Gaining more muscle can be achieved by way of strength training. It requires putting your muscles under tension and stress. When you combine your training with proper nutrition, recovery and rest, you will gain muscle.
But the effects aren’t the same for everyone. Some will notice a difference fast, while for others it may take a bit longer. So, how do you know if your body is gaining muscle and becoming stronger? These methods should help:
1. Use a measuring tape.
You should measure yourself once a month using a measuring tape. Measure various parts of your body such as your chest, upper thigh, bicep, etc.
2. Use a skinfold caliper.
Measure your body fat using a skinfold caliper so that you’ll know how much body fat you have. When you know the number then you will know your actual lean body mass – simply subtract the body fat from your total body weight. Measure your body fat every 4 weeks.
3. Track your progress.
Building muscle takes time which is why measuring your progress is important. It will not only tell you how much muscle you have gained, but will also tell you your progress in terms of strength and endurance. So how do you track your progress? Try any of these:
Keeping a fitness journal helps you plan your workouts, determine where and when to make changes as well as measure progress. To track your progress using a fitness journal, write down the exercises and reps you need to do. Then document the weights used for each exercise. Each week take a look at your journal to see whether your strength and endurance have increased compared to the previous week.

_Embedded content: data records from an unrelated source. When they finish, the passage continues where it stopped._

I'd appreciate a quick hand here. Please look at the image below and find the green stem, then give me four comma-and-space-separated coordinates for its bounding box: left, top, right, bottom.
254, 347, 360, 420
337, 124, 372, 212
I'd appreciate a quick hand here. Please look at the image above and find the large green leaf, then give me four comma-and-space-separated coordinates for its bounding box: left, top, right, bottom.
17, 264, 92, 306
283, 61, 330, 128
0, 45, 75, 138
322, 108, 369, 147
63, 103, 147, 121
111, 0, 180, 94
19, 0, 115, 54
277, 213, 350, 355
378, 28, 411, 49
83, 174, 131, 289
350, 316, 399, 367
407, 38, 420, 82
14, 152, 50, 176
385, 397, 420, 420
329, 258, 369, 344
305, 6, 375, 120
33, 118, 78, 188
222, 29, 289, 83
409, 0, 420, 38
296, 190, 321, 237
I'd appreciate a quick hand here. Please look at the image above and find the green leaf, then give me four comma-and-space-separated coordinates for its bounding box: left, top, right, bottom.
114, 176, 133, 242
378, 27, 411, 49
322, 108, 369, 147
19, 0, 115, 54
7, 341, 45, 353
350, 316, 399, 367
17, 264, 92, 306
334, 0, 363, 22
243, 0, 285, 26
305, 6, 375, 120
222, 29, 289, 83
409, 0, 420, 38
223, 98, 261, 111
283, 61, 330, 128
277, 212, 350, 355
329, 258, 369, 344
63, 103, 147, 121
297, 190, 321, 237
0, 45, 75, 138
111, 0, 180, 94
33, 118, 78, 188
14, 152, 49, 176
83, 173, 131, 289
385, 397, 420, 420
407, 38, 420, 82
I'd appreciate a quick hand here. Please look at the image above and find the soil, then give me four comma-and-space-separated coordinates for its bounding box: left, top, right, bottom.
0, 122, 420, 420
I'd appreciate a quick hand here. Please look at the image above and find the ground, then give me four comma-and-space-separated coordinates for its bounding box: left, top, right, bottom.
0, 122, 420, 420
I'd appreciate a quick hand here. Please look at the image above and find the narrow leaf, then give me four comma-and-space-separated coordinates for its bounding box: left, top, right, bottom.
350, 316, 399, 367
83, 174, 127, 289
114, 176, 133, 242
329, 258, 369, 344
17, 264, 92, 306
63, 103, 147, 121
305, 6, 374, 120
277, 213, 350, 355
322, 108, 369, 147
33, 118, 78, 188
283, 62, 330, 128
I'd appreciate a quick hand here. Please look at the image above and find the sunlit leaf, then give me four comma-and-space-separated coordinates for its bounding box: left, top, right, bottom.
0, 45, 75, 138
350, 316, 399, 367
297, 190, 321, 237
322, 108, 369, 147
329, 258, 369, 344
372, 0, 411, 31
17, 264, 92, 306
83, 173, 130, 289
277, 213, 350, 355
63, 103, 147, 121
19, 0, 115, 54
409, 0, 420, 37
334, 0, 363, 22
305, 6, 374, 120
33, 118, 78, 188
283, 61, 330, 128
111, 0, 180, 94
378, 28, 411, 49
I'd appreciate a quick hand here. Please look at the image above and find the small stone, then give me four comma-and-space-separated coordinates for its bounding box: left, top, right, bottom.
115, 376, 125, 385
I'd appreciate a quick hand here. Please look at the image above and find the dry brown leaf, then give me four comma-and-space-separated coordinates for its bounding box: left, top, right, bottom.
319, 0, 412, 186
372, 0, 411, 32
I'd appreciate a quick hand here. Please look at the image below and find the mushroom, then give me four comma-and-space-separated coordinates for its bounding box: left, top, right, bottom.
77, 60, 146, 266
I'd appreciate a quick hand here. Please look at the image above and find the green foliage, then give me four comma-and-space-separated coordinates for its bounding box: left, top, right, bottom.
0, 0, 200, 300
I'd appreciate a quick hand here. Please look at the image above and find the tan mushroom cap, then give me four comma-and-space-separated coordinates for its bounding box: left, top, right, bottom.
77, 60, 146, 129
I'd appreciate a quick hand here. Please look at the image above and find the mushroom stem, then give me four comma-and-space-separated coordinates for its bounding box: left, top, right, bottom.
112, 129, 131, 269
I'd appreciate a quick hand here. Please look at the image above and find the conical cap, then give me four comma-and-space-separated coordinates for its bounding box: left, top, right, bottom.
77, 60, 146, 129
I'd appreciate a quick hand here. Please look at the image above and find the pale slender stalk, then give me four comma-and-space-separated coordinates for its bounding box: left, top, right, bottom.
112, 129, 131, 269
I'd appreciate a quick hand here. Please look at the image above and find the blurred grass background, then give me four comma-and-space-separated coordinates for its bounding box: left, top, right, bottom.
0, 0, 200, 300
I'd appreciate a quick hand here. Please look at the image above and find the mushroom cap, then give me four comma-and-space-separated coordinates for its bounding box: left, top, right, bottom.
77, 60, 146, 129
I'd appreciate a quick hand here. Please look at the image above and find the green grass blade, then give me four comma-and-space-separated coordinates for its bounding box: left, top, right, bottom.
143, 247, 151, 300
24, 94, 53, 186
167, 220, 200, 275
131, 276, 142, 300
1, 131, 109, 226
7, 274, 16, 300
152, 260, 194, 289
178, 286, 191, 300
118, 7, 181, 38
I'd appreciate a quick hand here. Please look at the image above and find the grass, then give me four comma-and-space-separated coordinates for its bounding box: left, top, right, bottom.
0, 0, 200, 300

5. Take photos and measurements
You can’t simply depend on the number on the scale to tell you whether you’re progressing or not. In fact, if you’re trying to gain strength and muscle, then chances are you won’t see any difference when you weigh yourself. The best thing to do is to measure your body using body measurements, skin fold and body fat. You should also take photos weekly to see if you’re gaining muscle or not.
6. Find Your 1RM
One rep max (1RM) is a good indicator of your strength. In the weight training world, it’s a measure of how much weight you can lift for one rep and you can use it regularly to determine your strength gains. To do this, here are the steps:
- First, make sure you have a spotter and that you have already mastered your form.
- Then do a warm-up set of 8-10 reps at approx. 50% of your 1RM.
- Rest for 1 minute.
- Do a set at approx. 80% of your 1RM.
- Rest for 1 minute.
- Gradually increase the weight at increments of 10% until you can no longer achieve the lift. This is usually achieved within 3 to 7 attempts.
As mentioned previously, it takes time for your body to build muscle. Don’t get easily frustrated if you don’t see results in a few months. The key is to use a progressive training routine that will continually challenge your muscles. Whether you train at home or in places like Fit Body Boot Camp, increase the amount of weight you lift weekly or increase the number of repetitions. If you can do more than what you were able to before, then you are making progress!